# Jwt Vs Hks



## Guest (Jan 26, 2003)

hey guys,
well, i have a 97 sentra and i'm about to do a GTI-R SR20DET swap. although, i want to build up the motor before i drop it in. i'll be sporting a stage III kit provided by www.forcedinductionracing.com w/ Z32 TT MAF, JGY fuel rail, JWT ecu, act clutch, and all that other good stuff. now i'm just wondering which cams will provide me with better proformance...the JWT cams or the HKS cams? don't really know what stage (lift, duration, etc), i guess the most radical street one. 

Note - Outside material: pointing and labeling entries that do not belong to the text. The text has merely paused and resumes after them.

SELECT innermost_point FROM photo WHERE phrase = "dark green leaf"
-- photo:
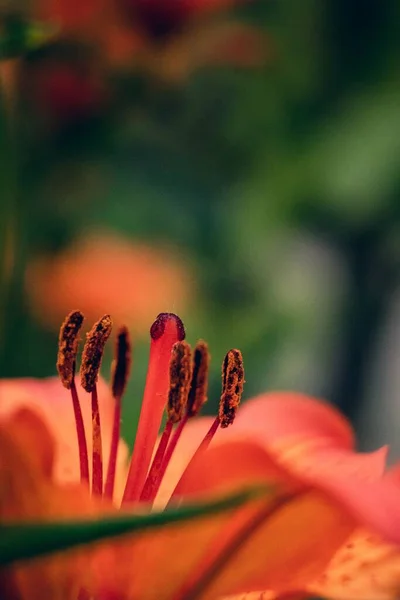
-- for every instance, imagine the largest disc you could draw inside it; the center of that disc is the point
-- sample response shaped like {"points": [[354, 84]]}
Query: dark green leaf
{"points": [[24, 541]]}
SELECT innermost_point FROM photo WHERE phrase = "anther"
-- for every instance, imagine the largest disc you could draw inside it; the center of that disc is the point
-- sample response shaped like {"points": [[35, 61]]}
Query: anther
{"points": [[68, 347], [180, 371], [232, 387], [158, 327], [120, 373], [199, 383], [121, 364], [66, 362], [93, 352]]}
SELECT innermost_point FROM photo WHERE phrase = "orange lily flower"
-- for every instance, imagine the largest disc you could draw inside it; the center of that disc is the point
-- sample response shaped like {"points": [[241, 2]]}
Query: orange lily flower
{"points": [[281, 543]]}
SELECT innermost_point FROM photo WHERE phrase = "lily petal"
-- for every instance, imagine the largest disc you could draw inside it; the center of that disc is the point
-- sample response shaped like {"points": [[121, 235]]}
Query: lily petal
{"points": [[53, 404]]}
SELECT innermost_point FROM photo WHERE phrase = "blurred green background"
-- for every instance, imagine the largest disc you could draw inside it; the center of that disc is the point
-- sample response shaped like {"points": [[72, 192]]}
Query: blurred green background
{"points": [[238, 163]]}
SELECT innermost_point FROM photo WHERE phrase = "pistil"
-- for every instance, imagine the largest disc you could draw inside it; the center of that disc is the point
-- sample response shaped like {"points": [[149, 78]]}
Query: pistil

well just post your opinion or if you have had any experiences with these cams!!!

thanks and anything you can add is greatly appreciated!!!


----------



## myoung (Apr 15, 2002)

JWT!


----------



## 1fastser (Sep 30, 2002)

I recommend doing your own research. Opinions are skewed. I have JWT and they're not bad at all. The next cams I get will be HKS, JUN, or Tomei.

Jody


----------



## Guest (Jan 30, 2003)

jdmconnections said:


> *, i guess the most radical street one.
> 
> *


Not to radical with forced induction!


----------



## HKS20DET (Nov 8, 2002)

*Re: Re: Jwt Vs Hks*



Loe Lyf said:


> *Not to radical with forced induction! *


im in almost the same situation as -jdmconnections- only with a BBDET. Loe Lyf - can you explain? what would be good to get?


----------



## Guest (Jan 31, 2003)

*Re: Re: Re: Jwt Vs Hks*



ga16tosr20 said:


> *im in almost the same situation as -jdmconnections- only with a BBDET. Loe Lyf - can you explain? what would be good to get? *


w/ a BB DET, i would go w/ JWT S3's or S4's.


----------



## HKS20DET (Nov 8, 2002)

thanks


----------